Wow, Panda, that article about Ireland is very strange ... but I am wondering if that case will be upheld. It sounds to me like it would fall into the category of what in the UK is called "fair comment," and should have been defensible ... it really shouldn't have turned out that way. But juries are very unpredictable ... if a case got to the jury in the US on the same facts there's no telling how it might turn out.

I'm not sure of how US and UK law compare in detail, but they have defenses of truth and fair comment, and we have defenses of truth and matters of opinion, in addition to an added requirement that "public figures" be required to show that the paper knowingly published false statements.

But really in a jury trial, a bare reading of the law can't predict an outcome - it all depends on the strategy and the evidence that the jury is finally allowed to see and how they see the facts emotionally, etc. etc., as well as how well they understand the law as presented to them.

Anyway, at least the ad didn't cost anyone money other than Chodorow, so I agree, it could be much worse.

said by KT at 1:46 PM Delete

KT -- no publicity is bad publicty, haha.

From what I've read, Chodorow comes across looking like he's RIGHT (though undoubtedly a petulant jerk), at least to me.

said by Jeremy at 2:57 PM Delete

Really? I read the review and I think Chodorow is being way oversensitive. He is only referred to twice in the review and only in passing. By far the bulk of the review is about the restaurant.

For one thing, he seems to say that just because other critics gave positive reviews, all reviews should be positive. Go look at Metacritic.com to see how often all critics agree on the quality of something.

For another thing, he has this weird idea that the NYT is out to get him and that critics are killing his restaurants. I've never heard of one bad review killing a restaurant. Usually restaurants die because their budgets are too big and/or they are lame and/or the restaurant business is really hard to succeed in, especially in a big city that is saturated with places to eat.
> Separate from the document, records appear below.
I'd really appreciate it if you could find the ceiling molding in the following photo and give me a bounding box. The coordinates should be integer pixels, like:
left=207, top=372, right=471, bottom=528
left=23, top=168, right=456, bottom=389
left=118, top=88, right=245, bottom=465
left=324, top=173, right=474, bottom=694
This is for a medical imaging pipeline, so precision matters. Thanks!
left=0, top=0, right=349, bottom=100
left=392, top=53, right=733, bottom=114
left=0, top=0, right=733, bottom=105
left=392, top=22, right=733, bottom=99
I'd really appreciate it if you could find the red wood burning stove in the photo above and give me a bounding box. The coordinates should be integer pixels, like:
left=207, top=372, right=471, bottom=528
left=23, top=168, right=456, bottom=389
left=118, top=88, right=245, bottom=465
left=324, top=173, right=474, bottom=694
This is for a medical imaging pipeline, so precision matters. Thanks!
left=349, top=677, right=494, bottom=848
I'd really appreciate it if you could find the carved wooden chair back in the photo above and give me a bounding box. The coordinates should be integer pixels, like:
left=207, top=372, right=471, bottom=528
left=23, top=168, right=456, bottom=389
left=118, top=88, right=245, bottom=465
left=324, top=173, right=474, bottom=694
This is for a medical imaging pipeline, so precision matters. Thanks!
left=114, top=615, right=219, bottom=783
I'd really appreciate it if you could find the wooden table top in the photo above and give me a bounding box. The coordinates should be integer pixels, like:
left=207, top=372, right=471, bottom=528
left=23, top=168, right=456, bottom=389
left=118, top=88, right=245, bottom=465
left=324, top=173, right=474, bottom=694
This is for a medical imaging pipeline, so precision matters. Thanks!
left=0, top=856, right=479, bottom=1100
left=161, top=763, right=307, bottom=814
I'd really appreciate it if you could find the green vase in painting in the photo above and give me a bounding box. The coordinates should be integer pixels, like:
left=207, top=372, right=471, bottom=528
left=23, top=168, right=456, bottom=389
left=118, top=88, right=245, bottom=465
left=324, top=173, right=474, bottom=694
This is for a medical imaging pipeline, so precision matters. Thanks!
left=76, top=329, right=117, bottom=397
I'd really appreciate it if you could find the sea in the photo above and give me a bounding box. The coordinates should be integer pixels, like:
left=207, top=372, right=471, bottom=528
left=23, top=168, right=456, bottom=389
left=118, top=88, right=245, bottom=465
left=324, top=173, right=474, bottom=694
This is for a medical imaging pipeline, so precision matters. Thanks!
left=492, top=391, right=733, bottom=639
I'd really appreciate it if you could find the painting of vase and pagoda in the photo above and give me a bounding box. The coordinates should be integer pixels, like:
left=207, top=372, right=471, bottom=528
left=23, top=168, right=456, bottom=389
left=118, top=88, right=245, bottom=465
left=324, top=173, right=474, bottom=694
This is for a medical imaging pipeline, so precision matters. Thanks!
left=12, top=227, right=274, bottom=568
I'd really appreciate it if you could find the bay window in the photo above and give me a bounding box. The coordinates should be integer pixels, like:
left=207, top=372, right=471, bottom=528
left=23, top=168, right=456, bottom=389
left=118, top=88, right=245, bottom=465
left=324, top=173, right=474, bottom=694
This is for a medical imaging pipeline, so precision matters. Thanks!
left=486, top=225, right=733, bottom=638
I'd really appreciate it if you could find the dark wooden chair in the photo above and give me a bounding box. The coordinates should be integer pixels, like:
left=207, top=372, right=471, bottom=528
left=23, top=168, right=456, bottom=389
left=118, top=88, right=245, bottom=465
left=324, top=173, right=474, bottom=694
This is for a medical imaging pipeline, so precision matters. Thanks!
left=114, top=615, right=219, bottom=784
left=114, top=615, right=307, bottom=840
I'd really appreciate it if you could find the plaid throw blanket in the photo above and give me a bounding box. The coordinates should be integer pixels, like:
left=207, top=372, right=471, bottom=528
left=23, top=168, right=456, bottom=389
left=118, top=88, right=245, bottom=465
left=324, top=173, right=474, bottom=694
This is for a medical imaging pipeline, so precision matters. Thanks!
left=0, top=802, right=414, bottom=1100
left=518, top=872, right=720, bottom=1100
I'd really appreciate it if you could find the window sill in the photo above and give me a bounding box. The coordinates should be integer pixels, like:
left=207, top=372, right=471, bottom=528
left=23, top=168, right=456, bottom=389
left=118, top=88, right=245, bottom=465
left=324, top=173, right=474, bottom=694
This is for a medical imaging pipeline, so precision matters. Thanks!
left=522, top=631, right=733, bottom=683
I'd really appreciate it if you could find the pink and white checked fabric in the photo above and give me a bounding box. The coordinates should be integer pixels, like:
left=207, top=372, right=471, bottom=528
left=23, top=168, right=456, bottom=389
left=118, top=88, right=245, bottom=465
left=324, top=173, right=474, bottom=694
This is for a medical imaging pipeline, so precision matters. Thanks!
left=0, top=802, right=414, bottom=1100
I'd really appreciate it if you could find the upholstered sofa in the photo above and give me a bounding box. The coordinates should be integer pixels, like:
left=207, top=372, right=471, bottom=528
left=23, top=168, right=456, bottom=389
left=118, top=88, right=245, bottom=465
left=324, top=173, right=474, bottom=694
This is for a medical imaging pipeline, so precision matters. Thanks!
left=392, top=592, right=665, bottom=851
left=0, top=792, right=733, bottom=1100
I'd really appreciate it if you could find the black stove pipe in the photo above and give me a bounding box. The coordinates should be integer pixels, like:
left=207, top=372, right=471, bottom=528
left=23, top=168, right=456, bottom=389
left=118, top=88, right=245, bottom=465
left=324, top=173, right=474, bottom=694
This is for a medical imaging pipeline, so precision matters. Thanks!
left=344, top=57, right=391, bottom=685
There are plenty of places in LA that have been trashed by S. Irene Virbila and are still going strong.

To me, Frank Bruni's credentials (take a look at his bio - http://www.nytimes.com/ref/dining/bruni-bio.html) make it far MORE likely that he approaches his criticism with an eye to journalistic integrity than someone who has lots of food credentials but little journalism experience. It could perhaps be argued that he doesn't have technical knowledge about food, but I don't think it can seriously be argued that his lack of previous food experience would lead to the type of personal smear that Chodorow is insinuating from a person with Mr. Bruni's resume. That's ridiculous.
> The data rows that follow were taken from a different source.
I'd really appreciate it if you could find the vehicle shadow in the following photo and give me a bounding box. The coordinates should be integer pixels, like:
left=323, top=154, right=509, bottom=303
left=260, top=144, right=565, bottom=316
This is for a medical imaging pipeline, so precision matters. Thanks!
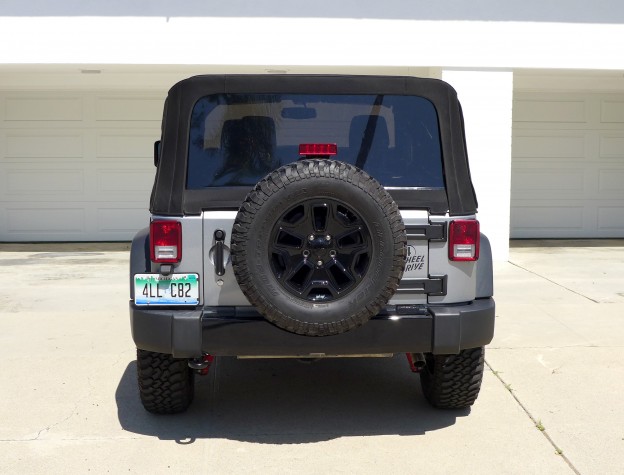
left=115, top=355, right=470, bottom=444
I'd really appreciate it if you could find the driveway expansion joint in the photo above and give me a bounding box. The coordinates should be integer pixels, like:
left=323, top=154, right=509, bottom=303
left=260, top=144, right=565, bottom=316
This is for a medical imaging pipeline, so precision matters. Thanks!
left=485, top=360, right=581, bottom=475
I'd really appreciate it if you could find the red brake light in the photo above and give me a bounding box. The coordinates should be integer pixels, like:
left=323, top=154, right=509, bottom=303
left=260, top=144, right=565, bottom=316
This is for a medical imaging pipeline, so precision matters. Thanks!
left=299, top=143, right=338, bottom=157
left=449, top=219, right=481, bottom=261
left=150, top=221, right=182, bottom=264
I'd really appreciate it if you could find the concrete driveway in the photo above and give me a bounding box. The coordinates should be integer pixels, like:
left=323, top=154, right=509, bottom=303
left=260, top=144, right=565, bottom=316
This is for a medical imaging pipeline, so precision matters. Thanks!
left=0, top=241, right=624, bottom=474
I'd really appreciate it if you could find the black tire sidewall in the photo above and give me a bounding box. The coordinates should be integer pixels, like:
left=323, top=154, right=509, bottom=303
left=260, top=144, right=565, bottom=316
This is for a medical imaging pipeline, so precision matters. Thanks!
left=239, top=177, right=400, bottom=325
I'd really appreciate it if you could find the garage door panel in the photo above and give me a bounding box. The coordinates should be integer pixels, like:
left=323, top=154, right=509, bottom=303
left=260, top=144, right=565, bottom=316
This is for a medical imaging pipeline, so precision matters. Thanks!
left=4, top=95, right=84, bottom=122
left=96, top=130, right=160, bottom=163
left=597, top=206, right=624, bottom=231
left=598, top=169, right=624, bottom=195
left=4, top=131, right=84, bottom=160
left=0, top=92, right=165, bottom=241
left=600, top=100, right=624, bottom=124
left=599, top=135, right=624, bottom=159
left=6, top=167, right=85, bottom=196
left=97, top=207, right=150, bottom=234
left=6, top=207, right=86, bottom=235
left=513, top=99, right=587, bottom=123
left=511, top=93, right=624, bottom=238
left=97, top=169, right=154, bottom=197
left=95, top=95, right=163, bottom=122
left=512, top=203, right=584, bottom=230
left=513, top=131, right=588, bottom=160
left=512, top=168, right=585, bottom=197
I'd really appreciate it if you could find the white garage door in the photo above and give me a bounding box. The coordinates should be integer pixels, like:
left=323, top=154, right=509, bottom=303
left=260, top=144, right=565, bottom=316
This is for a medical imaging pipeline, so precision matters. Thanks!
left=511, top=93, right=624, bottom=238
left=0, top=92, right=164, bottom=241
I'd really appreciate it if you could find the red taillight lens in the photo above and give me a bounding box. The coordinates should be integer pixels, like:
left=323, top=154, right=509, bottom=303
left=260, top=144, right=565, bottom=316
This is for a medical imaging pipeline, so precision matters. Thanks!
left=150, top=221, right=182, bottom=264
left=449, top=219, right=481, bottom=261
left=299, top=143, right=338, bottom=157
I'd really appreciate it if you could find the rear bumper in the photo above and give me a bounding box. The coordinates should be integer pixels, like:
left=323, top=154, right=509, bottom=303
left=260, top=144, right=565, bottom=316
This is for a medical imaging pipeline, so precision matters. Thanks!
left=130, top=298, right=495, bottom=358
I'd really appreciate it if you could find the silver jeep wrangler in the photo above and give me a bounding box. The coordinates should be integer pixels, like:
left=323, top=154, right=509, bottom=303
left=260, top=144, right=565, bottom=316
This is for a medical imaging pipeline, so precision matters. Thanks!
left=130, top=75, right=494, bottom=413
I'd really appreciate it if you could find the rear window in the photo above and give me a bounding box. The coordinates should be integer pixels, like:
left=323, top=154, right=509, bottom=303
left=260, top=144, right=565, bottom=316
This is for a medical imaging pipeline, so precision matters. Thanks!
left=187, top=94, right=444, bottom=189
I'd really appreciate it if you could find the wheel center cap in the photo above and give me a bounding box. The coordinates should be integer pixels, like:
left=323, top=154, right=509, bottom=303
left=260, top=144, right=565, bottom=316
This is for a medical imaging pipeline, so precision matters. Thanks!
left=308, top=234, right=332, bottom=249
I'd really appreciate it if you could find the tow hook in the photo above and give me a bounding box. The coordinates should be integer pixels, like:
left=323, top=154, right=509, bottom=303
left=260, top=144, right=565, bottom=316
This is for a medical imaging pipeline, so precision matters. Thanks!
left=405, top=353, right=427, bottom=373
left=188, top=355, right=214, bottom=376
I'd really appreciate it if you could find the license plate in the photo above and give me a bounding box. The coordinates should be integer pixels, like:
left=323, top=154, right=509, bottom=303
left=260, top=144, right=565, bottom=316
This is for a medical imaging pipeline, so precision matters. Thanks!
left=134, top=274, right=199, bottom=305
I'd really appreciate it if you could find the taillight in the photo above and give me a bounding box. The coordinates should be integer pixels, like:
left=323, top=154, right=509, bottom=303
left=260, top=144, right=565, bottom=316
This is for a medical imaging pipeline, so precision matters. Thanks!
left=299, top=143, right=338, bottom=157
left=449, top=219, right=481, bottom=261
left=150, top=221, right=182, bottom=264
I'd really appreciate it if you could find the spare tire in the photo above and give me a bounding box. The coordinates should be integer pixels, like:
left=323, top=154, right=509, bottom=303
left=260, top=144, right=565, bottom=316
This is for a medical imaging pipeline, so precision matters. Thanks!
left=231, top=159, right=407, bottom=336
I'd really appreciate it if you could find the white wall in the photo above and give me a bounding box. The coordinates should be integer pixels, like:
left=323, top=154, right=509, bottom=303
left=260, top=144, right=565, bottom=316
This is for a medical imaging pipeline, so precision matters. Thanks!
left=0, top=4, right=624, bottom=69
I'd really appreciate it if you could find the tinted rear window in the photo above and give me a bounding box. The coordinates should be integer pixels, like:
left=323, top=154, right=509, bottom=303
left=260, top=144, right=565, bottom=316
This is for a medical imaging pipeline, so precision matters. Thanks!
left=187, top=94, right=444, bottom=189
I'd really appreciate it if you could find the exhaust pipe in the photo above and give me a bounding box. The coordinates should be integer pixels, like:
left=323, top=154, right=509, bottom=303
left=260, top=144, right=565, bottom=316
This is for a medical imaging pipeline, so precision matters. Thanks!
left=405, top=353, right=427, bottom=373
left=188, top=355, right=214, bottom=375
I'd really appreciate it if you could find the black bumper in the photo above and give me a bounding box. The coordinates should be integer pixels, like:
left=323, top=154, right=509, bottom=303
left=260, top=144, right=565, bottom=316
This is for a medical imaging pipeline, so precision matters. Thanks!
left=130, top=298, right=495, bottom=358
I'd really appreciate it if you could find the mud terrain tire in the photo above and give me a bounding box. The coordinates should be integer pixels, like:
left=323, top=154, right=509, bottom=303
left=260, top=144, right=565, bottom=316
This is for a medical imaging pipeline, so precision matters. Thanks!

Also, Chodorow is a crazy person. His letter announces an intention to start a blog in which he goes to every restaurant reviewed by the NYT and then write his own review reviewing their reviews. I'm sorry, but that person is missing a polka dot.

said by KT at 3:51 PM Delete

" I'm sorry, but that person is missing a polka dot. "

Okay, maybe . . . but delightfully so :)

said by Jeremy at 5:50 PM Delete

Well, okay, I will give you that.

said by KT at 6:27 PM Delete

Do you think he's really missing a polka dot or just...wants the publicity?

Or both...?

Sometimes life IS like Sex in the City, I guess.

said by Anyanka at 9:48 PM Delete

And then there's the whole "the lady doth protest too much" thing. Like when Richard Gere and Cindy Crawford took out their own ad in the Times, proclaiming their hetero love and it just made people doubt them even more.

said by Vaguely Urban at 8:50 AM Delete

That's right! So awesome ... I love the world!

I can only hope that one day I will be passionate enough about something to take out a full page ad about it.